Doug Williams. Still. Despite the nine interceptions the past two games while the Bucs stayed on hold with their magic number of one to clinch NFC Central.

McKay took linebacker David Lewis to task for his remarks after Sunday's loss at San Francisco: "People who use those terms ("choke") are no better than snakes. For a player to say something like that of his teammates is a terrible, terrible, idiotic statement. He ought to shut up and look at the pictures and see how he played" . . .

Ah, coaches. How about Bill Henaghan of Allegany High, Cumberland, Md.? His basketball squad lost a 43-42 overtime road game to Bishop Guilfoyle H. S. of Altoona, Pa., on the weekend, via a pair of free throws at the end off a foul call that steamed Henaghan to no end. Steamed? Henaghan reported the result to area newspapers and radio as Allegany 42, Guilfoyle 41. The Allegany County school board called him on the carpet for misrepresentation, and after a hearing at which he pleaded he believed his team actually did win -- Ah, ex-coaches. Yep, relieved him of his cuties, they did . . .

A few days earlier, in suburban Los Angeles, Notre Dame High had Murphy H. S. beat, 67-61, as time expired. But wait, N. D.'s coach, Glenn Marx, had a few choice things to say to the officials as they were leaving the court. Two-shot technicals. Herb Simon sank 'em. Marx kept after the officials. Another tech. More squawking; more free throws. On and on, until Simon had made 11 of 12 and made Murphy the victor, 72-67. "The guy," Marx said later -- before going speechless -- "the guy (one ref) just went nuts" . . .

Back in the NFL, Bob Irsay has apologized to Baltimore fans for the ruckus he caused by threatening to move the franchise. Irsay, in a statement, maintained, "Maybe I did not do it the right way, but what I had in mind from the beginning was a better stadium for Colt fans. I never wanted anything else." Note, he's cozying up to the fans after the fewest of them in a quarter-century came out for Sunday's game . . .

Bubble, bubble, toil and trouble. In middle America, the inevitable: Men's basketball coach conducts practice. Women's athletic director of rival school says, all right, off the floor, our turn. Men's coach mouths off. Woman hauls off and slaps him. Principals: Bradley's Dick Versace and Butler's Xandra Hamilton. "For a guy who's taken as many blows as I have, it was a love tap by comparison," says Versace. In comparison, maybe, to Butler 65, Bradley 63 in the men's game that day . . .

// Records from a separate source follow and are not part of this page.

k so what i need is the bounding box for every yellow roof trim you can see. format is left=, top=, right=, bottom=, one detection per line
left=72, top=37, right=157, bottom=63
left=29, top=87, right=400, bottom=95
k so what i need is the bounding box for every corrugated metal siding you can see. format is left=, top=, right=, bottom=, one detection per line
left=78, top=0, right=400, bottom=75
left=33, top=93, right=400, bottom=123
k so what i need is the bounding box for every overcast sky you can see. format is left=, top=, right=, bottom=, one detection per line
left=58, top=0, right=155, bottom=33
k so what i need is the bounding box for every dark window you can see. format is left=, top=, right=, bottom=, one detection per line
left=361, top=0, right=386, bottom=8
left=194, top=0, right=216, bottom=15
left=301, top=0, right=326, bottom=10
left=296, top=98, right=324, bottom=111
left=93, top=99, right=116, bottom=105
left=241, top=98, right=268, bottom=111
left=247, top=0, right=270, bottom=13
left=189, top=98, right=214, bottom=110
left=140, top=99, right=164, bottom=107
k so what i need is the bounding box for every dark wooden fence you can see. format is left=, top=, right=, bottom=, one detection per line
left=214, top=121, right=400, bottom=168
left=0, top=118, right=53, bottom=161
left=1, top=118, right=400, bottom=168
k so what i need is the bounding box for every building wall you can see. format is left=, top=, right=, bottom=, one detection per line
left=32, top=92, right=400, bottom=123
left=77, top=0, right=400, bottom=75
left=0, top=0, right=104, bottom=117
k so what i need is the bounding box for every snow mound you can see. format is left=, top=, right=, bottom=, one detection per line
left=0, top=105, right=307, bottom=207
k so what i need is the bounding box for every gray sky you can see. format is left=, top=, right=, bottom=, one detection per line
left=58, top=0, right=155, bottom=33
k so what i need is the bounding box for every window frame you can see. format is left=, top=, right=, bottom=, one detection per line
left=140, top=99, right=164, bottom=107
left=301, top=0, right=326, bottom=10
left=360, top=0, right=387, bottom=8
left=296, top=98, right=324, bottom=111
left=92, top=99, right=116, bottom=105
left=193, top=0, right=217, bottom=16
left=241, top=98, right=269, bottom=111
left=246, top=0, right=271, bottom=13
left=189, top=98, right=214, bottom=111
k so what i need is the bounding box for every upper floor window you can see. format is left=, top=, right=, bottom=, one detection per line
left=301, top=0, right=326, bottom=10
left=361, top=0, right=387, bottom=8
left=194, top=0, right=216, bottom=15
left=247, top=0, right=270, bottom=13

Followup to the Jeff Kimlo-Keith Dorney barroom tiff between Detroit Lion teammates: One Charlie Fatheringham of Oxford, Mich., says he is suing Komlo for damages -- claims the beer mug allegedly heaved by the young quarterback (as ribbing during New England-Miami telecast turned mean in a Rochester, Mich., tavern) -- after hitting tackle Dorney in the eye -- went on to hit Fatheringham in the back of the head. "I don't know how many stitches it took," he said. "I can't see it . . . My doctor said it was down to the bone."

New football coach at U. of Richmond, from the Iowa State staff: Victor D. (Dal) Shealy Jr., 41, who previously was head coach at Carson-Newman, 1970-74, was an assistant at Baylor, Tennessee and Auburn before taking over as assistant head coach and offensive coordinator under Donnie Duncan.